If an employee lives outside Belgium and signs an employment contract with an employer in Belgium, he does not have to count days. He will be liable to tax in Belgium for the income that can be allocated to any workday in country B even if he spends less than 183 days in Belgium.

If your employer in your home country sends you to work in his branch office in Belgium, you may also be liable to tax in Belgium, but only if the cost of your employment is borne by the permanent establishment. That may be hard to find out if your employer does not tell you.

Myth 8. “I have no problem: my employer is in my home country”

If your employer sends you to do a job in Belgium, e.g. give a training to the staff of a Belgian company, to review the accounts of a Belgian company, etc …. you are indeed working for your employer. If you are not working under the authority of the Belgian company, that company is not your employer.

However, you may be working for the headquarters of a multinational company that sends you on secondment to work in Belgium under the authority of the local managing director. Your employer at home may, therefore, not be your employer in the sense of the double tax treaty.

This is where the 183 rules can become complex. In the past, countries applied a formal approach to the second condition, that the salary must not be paid by or on behalf of an employer in the Work State. That means that if the employee has an employment contract with a legal entity outside the Work State, this condition would be met, even if the salary costs are charged back to an entity in the host country.

However, work countries have the freedom to re-qualify the employment relationship in case domestic law would qualify the relationship between an individual and a host entity as employment (even without the availability of a formal employment agreement) or if they consider the situation as disabuse of the tax treaty.

Even then, you are only liable to tax in Belgium if your remuneration is charged back by your employer at home to your employer in Belgium.

Myth 9: “If I am taxable in the country where I work, all I need to do is file a tax return there.”

Unfortunately, your employer in your work country may be obliged to withhold tax at source (payroll tax) and possibly social security before paying you a salary. And your employer at home may have to keep a shadow payroll and make other registrations. Filing a tax return in your work state may just help settle the tax there.

Myth 10. “I will be worse off if I have to pay tax for work abroad”

Belgium has one of the highest tax rates, it is unlikely that a Belgian working abroad will pay more tax in Belgium. In fact, spreading your salary over two or more countries may reduce your total tax bill.

Belgium gives tax relief for double taxation by giving “exemption with progression”. This means that if you pay tax at low tax rates on your remuneration for work abroad, Belgium must exempt that part of your remuneration, but the Belgian tax authorities may take account of that remuneration to determine the tax on your remuneration for work in Belgium.

You do not pay tax on your remuneration for work abroad, but you may have to pay tax at rates of 45 to 48% on your Belgian income. The average tax rate will be less than 45 or 48%. There is even a name for this tax efficient technique: it’s called ‘salary split’.

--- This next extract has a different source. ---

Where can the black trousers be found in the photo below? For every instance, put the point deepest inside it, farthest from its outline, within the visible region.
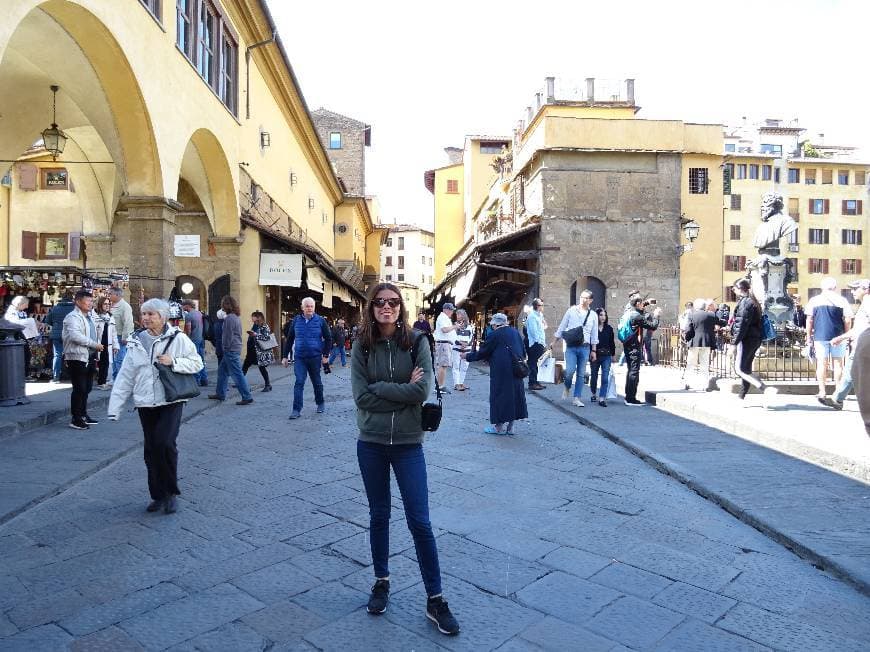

And because paying tax abroad can be advantageous, the Belgian tax authorities are double checking when you are claiming the exemption for overseas income; they want you to prove that you are liable to tax there.

Non-residents who come to work in Belgium will usually not have that same benefit. Many other countries do not give tax relief by way of exemption with progression, but by giving a tax credit for overseas tax. They pay the full tax at home, and then they can deduct the tax they paid abroad. There is no advantage in that.

Conclusion

The 183 days rule is more complex than just working less than 183 days in another country. These are only the most common misunderstandings about cross-border employment. Such misunderstanding may result in double taxation that may be challenging to clear up. What is more, even with the same text in the double tax treaty, not all countries give the same interpretation to these rules.